Former Loughborough College building undergoing exciting regeneration project to expand arts offering in town centre

An image of the inside of the Generator building. There is a brick wall, and a side image of a set of stairs. There are a few photographs on the wall. The wall is painted white and is distressed on the brickwork.

Whether you studied arts subjects or spent time in the town centre during your studies in Loughborough, you’ll likely be familiar with Frederick Street, home to The Generator building that is undergoing regeneration.

The last remaining building of Loughborough College in the town centre, The Generator is set to become home to an exciting new multi-purpose community arts venue.

The Generator Loughborough CIC has partnered with private sector organisation, Our Neighbourhood to begin the work on the building.

The Frederick Street building had been empty for some time and the team behind the scheme saw its potential as a community arts facility. Negotiations saw the building gifted to the Community Interest Company and the project has developed from there.

So far, The Generator project has received more than £2 million funding, having had support from National Lottery Heritage Fund, Architectural Heritage Fund, Arts Council England, Charnwood Borough Council, Loughborough University and the LLEP.

£1.6 million came from the Loughborough Town Deal – a project which has secured more than £16 million from the Government’s Towns Fund to help regenerate the town and support the visitor economy.

A further £500,000 is needed to help continue The Generator project.

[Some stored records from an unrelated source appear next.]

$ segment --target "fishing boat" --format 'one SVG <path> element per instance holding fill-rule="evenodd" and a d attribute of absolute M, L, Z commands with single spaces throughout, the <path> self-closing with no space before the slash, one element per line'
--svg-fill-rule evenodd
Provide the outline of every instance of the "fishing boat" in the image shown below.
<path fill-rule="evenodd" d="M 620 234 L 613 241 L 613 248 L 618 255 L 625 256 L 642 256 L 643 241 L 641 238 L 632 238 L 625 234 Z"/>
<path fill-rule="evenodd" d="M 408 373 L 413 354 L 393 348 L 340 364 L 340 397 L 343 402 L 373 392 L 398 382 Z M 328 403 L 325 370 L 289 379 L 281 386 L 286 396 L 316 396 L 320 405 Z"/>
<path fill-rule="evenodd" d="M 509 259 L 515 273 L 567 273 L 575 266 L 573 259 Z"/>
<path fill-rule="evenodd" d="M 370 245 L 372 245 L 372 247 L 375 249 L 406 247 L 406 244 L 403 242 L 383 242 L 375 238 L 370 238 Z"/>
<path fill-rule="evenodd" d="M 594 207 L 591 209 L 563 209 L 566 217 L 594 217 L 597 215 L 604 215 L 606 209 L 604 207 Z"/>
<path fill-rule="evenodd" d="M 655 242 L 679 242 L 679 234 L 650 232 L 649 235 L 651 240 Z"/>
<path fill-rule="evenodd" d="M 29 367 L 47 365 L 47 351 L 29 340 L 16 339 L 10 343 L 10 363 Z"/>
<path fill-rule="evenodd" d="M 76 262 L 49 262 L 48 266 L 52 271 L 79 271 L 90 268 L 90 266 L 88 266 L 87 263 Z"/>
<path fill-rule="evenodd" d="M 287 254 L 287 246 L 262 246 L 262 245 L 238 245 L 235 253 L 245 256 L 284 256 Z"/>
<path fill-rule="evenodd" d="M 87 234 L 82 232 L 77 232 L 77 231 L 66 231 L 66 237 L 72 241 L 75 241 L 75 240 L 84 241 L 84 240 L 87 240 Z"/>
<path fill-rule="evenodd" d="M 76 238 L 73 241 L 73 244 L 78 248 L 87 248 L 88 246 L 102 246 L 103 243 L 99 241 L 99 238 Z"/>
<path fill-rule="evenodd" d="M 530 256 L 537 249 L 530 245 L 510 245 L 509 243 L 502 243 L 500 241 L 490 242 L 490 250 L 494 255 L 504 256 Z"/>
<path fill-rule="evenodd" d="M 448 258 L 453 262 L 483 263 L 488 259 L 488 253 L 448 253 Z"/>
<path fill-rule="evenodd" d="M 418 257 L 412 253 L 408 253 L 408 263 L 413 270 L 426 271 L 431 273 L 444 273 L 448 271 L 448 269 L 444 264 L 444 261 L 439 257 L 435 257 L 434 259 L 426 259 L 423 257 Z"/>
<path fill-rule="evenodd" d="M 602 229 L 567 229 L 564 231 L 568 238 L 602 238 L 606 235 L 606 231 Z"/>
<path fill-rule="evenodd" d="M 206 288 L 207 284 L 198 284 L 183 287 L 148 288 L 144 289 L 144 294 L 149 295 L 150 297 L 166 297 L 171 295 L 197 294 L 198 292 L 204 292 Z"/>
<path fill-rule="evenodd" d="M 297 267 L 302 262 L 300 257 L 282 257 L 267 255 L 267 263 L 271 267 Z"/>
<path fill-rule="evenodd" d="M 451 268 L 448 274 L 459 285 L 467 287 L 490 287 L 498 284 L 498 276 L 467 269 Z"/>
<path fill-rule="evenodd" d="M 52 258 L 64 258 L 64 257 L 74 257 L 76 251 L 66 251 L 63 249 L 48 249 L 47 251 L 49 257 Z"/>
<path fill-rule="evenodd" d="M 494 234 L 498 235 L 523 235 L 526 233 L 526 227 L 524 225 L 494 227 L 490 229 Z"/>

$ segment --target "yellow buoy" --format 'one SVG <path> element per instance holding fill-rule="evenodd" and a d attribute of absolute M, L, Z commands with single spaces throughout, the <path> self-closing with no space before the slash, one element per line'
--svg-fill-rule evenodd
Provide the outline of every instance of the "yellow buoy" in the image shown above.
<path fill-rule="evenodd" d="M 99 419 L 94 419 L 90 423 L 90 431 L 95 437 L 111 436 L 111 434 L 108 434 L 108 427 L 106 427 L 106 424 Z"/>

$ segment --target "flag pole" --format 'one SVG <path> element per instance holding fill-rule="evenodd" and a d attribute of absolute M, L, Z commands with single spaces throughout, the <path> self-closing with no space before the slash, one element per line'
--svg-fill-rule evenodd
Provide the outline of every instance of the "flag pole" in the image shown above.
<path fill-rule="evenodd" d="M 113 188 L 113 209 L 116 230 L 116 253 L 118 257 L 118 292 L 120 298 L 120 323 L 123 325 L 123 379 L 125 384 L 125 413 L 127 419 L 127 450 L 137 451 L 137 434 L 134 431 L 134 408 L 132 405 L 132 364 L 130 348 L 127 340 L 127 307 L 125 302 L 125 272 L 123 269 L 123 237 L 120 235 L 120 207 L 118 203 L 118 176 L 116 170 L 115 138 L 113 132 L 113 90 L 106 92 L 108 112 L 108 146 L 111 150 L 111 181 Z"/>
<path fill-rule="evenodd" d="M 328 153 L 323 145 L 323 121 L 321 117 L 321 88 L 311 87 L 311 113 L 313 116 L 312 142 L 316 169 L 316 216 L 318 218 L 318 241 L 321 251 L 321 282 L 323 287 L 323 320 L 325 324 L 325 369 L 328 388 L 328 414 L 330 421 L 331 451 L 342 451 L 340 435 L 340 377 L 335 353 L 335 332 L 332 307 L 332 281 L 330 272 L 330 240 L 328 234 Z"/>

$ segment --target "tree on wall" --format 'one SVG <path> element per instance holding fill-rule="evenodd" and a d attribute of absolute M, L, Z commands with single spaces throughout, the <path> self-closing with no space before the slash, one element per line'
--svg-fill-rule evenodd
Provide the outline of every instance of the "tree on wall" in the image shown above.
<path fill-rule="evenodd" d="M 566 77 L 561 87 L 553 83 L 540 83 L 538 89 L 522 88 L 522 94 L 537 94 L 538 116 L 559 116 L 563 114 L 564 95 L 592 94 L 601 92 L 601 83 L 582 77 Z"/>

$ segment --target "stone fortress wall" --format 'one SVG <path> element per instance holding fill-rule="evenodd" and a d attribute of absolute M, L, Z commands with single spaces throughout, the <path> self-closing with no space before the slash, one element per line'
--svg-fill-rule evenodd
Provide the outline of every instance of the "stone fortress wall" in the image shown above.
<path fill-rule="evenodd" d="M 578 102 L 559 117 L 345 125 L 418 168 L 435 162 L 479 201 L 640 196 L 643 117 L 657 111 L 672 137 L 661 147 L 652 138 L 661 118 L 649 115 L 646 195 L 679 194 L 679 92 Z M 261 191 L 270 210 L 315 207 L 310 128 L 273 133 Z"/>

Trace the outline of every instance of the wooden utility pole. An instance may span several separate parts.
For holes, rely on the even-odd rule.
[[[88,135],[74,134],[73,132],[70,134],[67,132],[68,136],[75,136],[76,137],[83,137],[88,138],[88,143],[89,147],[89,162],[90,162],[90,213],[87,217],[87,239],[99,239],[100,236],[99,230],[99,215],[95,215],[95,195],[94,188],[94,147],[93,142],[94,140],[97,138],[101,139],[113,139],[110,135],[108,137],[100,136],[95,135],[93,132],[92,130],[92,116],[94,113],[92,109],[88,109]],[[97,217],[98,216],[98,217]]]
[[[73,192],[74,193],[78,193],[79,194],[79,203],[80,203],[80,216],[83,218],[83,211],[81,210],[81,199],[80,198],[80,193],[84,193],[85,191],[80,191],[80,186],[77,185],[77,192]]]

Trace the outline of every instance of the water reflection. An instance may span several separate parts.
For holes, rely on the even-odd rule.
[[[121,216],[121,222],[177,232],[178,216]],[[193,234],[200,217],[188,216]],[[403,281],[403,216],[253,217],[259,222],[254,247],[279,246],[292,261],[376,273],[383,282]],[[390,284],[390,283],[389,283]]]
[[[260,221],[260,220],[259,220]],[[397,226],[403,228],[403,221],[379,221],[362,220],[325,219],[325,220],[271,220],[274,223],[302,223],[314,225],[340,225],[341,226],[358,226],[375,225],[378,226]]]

During March 2023, for every £1 raised for The Generator, the Architectural Heritage Fund will provide match funding. The team is aiming to raise at least £25,000 during March so that it will equate to a total of £50,000. This money will be used for essential work including lifting up and repairing the roof and adding insulation and soundproofing.

The outside of The Generator Building. It is a brown brick building with a blue door and large windows. There are also a couple of trees. There is a plaque on the side of the building for Loughborough College. Only the word “Loughborough” is in shot.

The initial phase of the project began a few years ago. There are now a number of creative businesses set up as well as a new café on the ground floor.

Once complete, the overall project will bring something completely new to Loughborough, becoming a hub for arts in the town centre.

The space will offer a range of creative activities, ticketed music and performance events, exhibitions, art projects, workshops and more. People will have the opportunity to take part or get involved as a creator. Artists, makers, creatives and performers will have the chance to contribute and will be welcomed into the hub.

The space will undergo a major renovation, but will maintain its industrial, dramatic aesthetic.

Inside the Generator building. The image is of a corridor with a door at the end. There are old tables and pieces of wood leaned against the walls. To the right of the image is a view of the next room, which is lighter, with windows in view.

The Generator plays a key part in the University and town’s history. It is one of the original buildings of the University and was formerly home to the Loughborough College of Art and Design.

Those who studied arts subjects will be especially familiar with the buildings, which until recently were still under the University’s ownership.

The building has a unique role that over its lifespan has included power generation and arts.

The Generator Hall is at the back of the former arts college. This part of the building housed industry-related training, with generators providing electricity for all of the College buildings. Some alumni may have studied in some of the other College buildings in that part of town (near Greenclose Lane) before the majority of teaching moved to the campus that we know today.

The College was later known as Loughborough University School of Art and Design (LUSAD) following the reunification of the Arts College in 1998, which for some time remained based in The Generator.

Pairing power generation and the arts, the 1930s building has history in industry and creativity which is being brought back to life under its exciting new guise.